The only problem with your script is that you do not have full control. This is because you are not actually writing your own MIME header; you are merely inserting your own information that the server will later parse and include into its own header. The document size is another piece of header information that browsers do not ignore. The document size is specified by the Content-length in the MIME header. The syntax for this is
Content-length: length in bytes
This declarator is included by the server after calculating the length of the document you created. There is no standard size with multipart/mixed documents because the document consists of other documents with potentially varying sizes. This means that, to write an effective Server Push script, you cannot have the server including its own information in the MIME header. If you did, you would have the same buffering problem, with or without the flush function in your script. The browser would be expecting a document of a specific size to display and will wait until that size has been satisfied. To avoid the server interfering with your header, you must modify your Server Push script by making it an NPH script. NPH scripts are simply Server Push scripts that write their own MIME header and bypass the server processing. For your script to be recognized as an NPH script, it should begin with NPH-. This may differ for some Web servers, but it is pretty much a standard. Your previous script, now rewritten as an NPH script, is shown in Listing 38.5.

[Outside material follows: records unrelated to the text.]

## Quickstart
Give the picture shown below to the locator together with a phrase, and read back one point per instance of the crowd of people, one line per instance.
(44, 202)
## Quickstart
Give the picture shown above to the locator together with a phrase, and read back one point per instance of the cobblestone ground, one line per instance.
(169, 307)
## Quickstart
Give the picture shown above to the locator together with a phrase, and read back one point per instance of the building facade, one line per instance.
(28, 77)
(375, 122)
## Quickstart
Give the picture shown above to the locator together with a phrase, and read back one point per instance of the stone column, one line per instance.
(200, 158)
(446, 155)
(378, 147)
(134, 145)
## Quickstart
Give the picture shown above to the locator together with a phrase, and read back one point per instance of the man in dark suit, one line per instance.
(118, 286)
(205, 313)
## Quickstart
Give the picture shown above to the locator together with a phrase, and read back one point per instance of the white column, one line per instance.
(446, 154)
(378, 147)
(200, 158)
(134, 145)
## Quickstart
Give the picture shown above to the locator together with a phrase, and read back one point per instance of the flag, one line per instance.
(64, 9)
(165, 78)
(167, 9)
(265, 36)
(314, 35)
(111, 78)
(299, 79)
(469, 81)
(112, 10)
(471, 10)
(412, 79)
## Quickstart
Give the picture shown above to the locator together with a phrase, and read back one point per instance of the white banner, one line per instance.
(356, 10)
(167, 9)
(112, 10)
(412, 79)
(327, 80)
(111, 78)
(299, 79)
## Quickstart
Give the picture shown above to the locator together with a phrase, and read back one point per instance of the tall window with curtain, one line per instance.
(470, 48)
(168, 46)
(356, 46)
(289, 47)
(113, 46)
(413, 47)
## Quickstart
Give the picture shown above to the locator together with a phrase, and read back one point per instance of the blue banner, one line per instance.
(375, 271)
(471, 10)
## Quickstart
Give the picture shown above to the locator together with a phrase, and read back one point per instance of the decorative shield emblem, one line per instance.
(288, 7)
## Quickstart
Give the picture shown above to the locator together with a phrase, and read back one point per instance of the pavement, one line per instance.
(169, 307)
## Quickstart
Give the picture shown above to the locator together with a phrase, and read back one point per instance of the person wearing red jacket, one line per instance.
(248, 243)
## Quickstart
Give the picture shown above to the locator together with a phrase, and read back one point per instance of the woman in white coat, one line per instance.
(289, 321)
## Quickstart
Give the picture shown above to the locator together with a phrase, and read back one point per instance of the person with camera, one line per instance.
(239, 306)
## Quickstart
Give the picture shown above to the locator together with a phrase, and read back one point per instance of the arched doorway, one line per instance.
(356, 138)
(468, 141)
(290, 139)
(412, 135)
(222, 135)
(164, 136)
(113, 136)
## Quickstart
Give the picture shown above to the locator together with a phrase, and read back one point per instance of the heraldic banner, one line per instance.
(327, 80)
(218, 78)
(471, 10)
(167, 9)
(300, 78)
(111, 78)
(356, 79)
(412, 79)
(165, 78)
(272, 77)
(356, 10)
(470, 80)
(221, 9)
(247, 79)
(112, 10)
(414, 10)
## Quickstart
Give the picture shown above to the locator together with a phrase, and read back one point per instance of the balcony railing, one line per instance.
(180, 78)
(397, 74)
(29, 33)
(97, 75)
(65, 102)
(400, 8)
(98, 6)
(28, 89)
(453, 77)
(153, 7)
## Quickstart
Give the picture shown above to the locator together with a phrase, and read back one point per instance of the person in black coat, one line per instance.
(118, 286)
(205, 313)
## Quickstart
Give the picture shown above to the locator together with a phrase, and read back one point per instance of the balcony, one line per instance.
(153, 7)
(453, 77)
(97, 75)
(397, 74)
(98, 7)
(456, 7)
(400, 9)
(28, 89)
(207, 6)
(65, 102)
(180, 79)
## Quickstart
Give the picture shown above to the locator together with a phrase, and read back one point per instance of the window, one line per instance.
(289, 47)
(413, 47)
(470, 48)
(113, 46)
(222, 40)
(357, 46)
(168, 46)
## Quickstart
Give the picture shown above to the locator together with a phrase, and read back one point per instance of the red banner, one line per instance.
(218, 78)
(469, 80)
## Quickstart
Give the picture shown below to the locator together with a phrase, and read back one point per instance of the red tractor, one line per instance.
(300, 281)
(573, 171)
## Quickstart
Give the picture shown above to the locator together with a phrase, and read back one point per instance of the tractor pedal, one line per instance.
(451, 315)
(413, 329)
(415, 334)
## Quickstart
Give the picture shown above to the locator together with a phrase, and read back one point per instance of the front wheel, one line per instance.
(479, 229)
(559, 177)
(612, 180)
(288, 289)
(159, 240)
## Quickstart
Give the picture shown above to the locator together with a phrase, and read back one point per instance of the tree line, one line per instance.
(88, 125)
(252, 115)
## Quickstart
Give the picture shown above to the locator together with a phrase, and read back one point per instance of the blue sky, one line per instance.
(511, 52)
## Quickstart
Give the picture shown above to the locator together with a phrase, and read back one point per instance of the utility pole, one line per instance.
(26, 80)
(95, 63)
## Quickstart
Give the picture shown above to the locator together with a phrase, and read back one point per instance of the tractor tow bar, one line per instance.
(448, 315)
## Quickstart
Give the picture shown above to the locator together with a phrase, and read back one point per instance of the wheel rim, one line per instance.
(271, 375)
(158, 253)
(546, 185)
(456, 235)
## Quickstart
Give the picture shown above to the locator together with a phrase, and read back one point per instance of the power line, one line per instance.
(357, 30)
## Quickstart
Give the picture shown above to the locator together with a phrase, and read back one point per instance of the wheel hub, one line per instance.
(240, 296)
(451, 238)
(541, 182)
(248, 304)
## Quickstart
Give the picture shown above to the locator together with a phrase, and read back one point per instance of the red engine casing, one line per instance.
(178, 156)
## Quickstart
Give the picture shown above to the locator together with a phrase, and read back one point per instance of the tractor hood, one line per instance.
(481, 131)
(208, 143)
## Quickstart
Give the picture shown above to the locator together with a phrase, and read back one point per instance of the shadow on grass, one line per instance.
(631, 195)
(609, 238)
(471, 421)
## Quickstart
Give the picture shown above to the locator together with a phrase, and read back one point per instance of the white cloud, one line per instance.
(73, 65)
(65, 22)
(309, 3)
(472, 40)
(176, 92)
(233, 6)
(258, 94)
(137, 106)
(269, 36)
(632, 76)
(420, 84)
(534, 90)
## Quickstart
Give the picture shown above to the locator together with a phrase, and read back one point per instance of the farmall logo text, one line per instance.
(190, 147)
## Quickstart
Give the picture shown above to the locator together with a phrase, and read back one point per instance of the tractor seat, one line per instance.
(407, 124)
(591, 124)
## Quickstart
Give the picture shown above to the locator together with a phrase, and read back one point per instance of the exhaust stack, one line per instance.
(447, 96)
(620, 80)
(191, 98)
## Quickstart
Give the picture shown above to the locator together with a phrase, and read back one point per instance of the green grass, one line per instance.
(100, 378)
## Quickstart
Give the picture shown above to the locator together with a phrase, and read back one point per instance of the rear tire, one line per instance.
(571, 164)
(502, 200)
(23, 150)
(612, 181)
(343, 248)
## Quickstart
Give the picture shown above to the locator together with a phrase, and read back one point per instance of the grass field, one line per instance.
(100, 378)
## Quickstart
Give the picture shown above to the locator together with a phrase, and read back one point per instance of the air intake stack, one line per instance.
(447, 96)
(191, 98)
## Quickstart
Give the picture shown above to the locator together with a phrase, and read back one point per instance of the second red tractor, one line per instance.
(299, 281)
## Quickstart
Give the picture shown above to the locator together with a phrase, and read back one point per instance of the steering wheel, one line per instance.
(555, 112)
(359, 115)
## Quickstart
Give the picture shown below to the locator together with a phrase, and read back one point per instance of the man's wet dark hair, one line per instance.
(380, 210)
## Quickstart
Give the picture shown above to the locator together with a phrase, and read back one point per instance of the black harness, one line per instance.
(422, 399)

Listing 38.5 NPH-ServrPsh.pl-Listing 38.4's Script Rewritten as an NPH Script
#!usr/bin/perl
#this is a Server Push script
#Ask to include flush.pl with this script
require "flush.pl"
#next you should tell the server that this is a NPH script by declaring
the MIME type as
multipart/x-mixed-replace, and setting a boundary for each document. You also
need to add the version of the HTTP protocol supported because you
are writting your own header.
print "HTTP/1.0 200\n";
print "Content-type: multipart/x-mixed-replace;boundary=DocumentBoundary\n\n";
#This is the first document to be sent
print "--DocumentBoundary\n";
#Declare the document's MIME header. Because this is a MIME header, you need
to end with to newline characters.
print "Content-type: text/html\n\n";
#You can write an HTML file here
print "<CENTER><B>Hello There</B></CENTER><BR>\n";
print "This page was created using Server Push, it will be replaced by
another in approx. 10 seconds\n\n";
print"--DocumentBoundary\n";
&flush(STDOUT);
#wait for 5 secs.
sleep(5);
#get an image to display.
print "Content-type: image/gif\n\n"
open(IMAGE,"</mydirectory/images/image.gif");
while(read(IMAGE, $buf, 1024)) {
print $buf;
}
close (IMAGE);
print "\n\n";
#You're done now so end with a boundary
print "--DocumentBoundary";
The preceding script is very similar to a regular Server Push except for the following line:
print "HTTP/1.0 200/n";
This line tells the browser that the server is using the HTTP protocol version 1.0. The 200 is used to tell the browser that it can begin reading the rest of the header and the following document. Implementing this NPH script eliminates the annoying buffering problems and allows room for many uses of Server Push, including animation.